Une grande heure plus tard, on était réunis dans la salle d'honneur autour d'une table dont Barbette avait complété le menu de confortable manière parce que, ce soir, c'était fête pour le retour définitif de celui qui redevenait l'héritier en même temps qu'un homme comme les autres. Cette fois, il ne fut pas question d'habiter dans une grange : Olivier retrouva le logis des hommes prolongeant celui de son père et Montou s'y installa avec lui… après un passage rapide mais efficace aux étuves de la maison. Il retrouva aussi ses vêtements de jeune homme mais, depuis qu'à dix-huit ans il les avait abandonnés, ses dimensions avaient changé, et ce fut sous des bliauts de Renaud que Montou et lui vinrent au souper.
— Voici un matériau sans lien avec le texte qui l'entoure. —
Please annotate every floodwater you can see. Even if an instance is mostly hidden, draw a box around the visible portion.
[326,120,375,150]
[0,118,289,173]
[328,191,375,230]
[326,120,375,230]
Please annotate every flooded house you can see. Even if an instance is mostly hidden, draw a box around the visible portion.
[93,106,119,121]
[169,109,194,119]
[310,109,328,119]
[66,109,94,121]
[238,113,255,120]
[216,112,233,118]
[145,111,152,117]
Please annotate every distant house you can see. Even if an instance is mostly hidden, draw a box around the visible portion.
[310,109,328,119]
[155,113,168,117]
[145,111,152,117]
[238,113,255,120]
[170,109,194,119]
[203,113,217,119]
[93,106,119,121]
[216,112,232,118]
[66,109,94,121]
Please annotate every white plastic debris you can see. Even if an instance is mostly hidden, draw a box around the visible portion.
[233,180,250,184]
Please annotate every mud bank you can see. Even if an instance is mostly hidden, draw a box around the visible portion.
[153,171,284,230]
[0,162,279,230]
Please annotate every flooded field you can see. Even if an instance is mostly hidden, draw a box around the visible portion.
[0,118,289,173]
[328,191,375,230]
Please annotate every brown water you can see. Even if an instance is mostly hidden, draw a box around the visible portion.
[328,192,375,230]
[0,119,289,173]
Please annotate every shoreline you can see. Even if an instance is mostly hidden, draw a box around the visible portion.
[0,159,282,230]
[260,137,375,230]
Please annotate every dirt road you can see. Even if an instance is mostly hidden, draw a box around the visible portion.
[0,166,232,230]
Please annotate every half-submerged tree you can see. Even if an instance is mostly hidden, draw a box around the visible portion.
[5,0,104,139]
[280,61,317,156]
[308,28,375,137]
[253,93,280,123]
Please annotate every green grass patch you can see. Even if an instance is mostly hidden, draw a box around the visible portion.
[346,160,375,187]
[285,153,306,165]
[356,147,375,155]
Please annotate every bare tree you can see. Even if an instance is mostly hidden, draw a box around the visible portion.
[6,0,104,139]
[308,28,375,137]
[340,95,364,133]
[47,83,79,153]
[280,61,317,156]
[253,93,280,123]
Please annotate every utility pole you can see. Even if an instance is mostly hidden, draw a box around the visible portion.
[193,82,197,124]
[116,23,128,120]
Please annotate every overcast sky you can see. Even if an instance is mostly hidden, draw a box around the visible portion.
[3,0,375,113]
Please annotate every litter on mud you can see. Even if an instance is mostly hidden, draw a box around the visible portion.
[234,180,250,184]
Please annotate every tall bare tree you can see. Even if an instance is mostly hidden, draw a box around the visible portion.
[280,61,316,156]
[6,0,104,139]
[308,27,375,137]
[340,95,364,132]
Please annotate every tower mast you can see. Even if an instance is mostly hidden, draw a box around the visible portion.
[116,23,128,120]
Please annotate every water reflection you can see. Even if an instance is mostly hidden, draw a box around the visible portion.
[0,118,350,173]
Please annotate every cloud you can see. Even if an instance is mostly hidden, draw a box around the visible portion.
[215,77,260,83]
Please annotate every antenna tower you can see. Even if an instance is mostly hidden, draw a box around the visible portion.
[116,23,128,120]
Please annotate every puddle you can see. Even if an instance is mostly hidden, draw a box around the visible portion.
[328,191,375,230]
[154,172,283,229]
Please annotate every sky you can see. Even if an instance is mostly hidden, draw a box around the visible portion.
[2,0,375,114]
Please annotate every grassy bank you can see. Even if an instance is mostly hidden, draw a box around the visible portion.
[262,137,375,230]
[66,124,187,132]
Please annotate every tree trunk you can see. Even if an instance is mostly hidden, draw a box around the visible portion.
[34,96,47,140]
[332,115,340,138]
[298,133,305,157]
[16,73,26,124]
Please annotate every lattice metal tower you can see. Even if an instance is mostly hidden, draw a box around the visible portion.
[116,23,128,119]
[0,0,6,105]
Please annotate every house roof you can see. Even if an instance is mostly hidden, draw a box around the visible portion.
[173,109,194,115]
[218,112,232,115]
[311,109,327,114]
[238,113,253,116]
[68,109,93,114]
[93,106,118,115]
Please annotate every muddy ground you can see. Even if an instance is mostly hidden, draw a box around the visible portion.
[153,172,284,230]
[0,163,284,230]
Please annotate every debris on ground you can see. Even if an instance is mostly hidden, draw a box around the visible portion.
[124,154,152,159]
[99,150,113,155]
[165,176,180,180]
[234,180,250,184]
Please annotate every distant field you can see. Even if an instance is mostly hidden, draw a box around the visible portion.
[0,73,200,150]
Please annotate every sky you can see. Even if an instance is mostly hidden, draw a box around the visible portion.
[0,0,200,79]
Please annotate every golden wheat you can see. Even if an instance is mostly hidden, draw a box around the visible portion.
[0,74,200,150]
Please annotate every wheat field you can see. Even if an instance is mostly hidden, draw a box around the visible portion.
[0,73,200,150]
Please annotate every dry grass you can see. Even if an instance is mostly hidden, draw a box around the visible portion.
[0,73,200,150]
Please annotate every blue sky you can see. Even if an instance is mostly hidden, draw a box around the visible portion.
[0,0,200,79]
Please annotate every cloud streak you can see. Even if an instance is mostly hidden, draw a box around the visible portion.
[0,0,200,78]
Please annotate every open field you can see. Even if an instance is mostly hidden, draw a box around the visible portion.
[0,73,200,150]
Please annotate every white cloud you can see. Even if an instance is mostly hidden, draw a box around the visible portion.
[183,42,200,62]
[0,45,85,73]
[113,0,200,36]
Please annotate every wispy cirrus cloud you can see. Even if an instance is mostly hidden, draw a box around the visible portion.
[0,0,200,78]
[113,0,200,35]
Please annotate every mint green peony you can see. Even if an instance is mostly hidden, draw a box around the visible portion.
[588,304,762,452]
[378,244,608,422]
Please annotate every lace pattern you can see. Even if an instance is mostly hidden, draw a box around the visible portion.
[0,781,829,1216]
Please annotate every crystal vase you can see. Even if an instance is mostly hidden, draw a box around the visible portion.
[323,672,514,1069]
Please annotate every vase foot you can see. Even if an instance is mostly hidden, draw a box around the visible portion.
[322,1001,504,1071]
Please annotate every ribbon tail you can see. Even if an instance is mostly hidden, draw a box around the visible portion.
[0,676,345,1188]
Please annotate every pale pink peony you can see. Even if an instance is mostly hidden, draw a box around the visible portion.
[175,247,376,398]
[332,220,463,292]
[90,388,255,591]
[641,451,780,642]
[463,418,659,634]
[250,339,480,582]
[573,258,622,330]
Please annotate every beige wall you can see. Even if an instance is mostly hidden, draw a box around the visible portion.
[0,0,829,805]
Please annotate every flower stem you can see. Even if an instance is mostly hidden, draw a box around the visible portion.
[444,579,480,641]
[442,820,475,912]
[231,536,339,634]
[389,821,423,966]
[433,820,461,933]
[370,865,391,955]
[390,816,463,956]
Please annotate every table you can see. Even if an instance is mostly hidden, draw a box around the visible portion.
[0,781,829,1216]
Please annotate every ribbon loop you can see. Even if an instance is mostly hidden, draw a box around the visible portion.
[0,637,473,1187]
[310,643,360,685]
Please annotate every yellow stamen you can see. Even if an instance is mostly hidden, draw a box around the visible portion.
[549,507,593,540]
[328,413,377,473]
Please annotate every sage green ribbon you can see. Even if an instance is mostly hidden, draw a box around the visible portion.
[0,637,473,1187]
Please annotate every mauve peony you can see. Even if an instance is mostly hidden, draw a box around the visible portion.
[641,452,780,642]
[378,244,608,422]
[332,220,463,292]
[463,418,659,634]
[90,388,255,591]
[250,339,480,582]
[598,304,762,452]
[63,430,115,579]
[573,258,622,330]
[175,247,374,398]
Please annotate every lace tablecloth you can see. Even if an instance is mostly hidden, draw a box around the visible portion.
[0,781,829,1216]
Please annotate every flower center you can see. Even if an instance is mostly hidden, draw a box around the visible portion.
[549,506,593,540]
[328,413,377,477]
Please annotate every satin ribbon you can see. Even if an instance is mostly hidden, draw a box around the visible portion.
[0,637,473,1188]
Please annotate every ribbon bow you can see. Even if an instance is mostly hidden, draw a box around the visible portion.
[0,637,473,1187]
En dépit du double et récent deuil des enfants de Mathieu, il fut ce souper ce que devait être un repas d'heureux événement en pays provençal : chaleureux et convivial, parfumé à toutes les herbes de la montagne, au fumet des rôtis et des pâtisseries de Barbette et aux effluves d'un des vins ensoleillés que contenait la cave où Maximin veillait avec amour. Et on s'attarda longuement : on avait tant à se dire !

Ce qu'Olivier voulut savoir d'abord, c'est ce qui avait poussé Rémi à emmener sa sœur aussi loin. Même s'il en éprouvait une joie secrète et profonde, cela ressemblait à une fuite. Et, en fait, c'en était bien une.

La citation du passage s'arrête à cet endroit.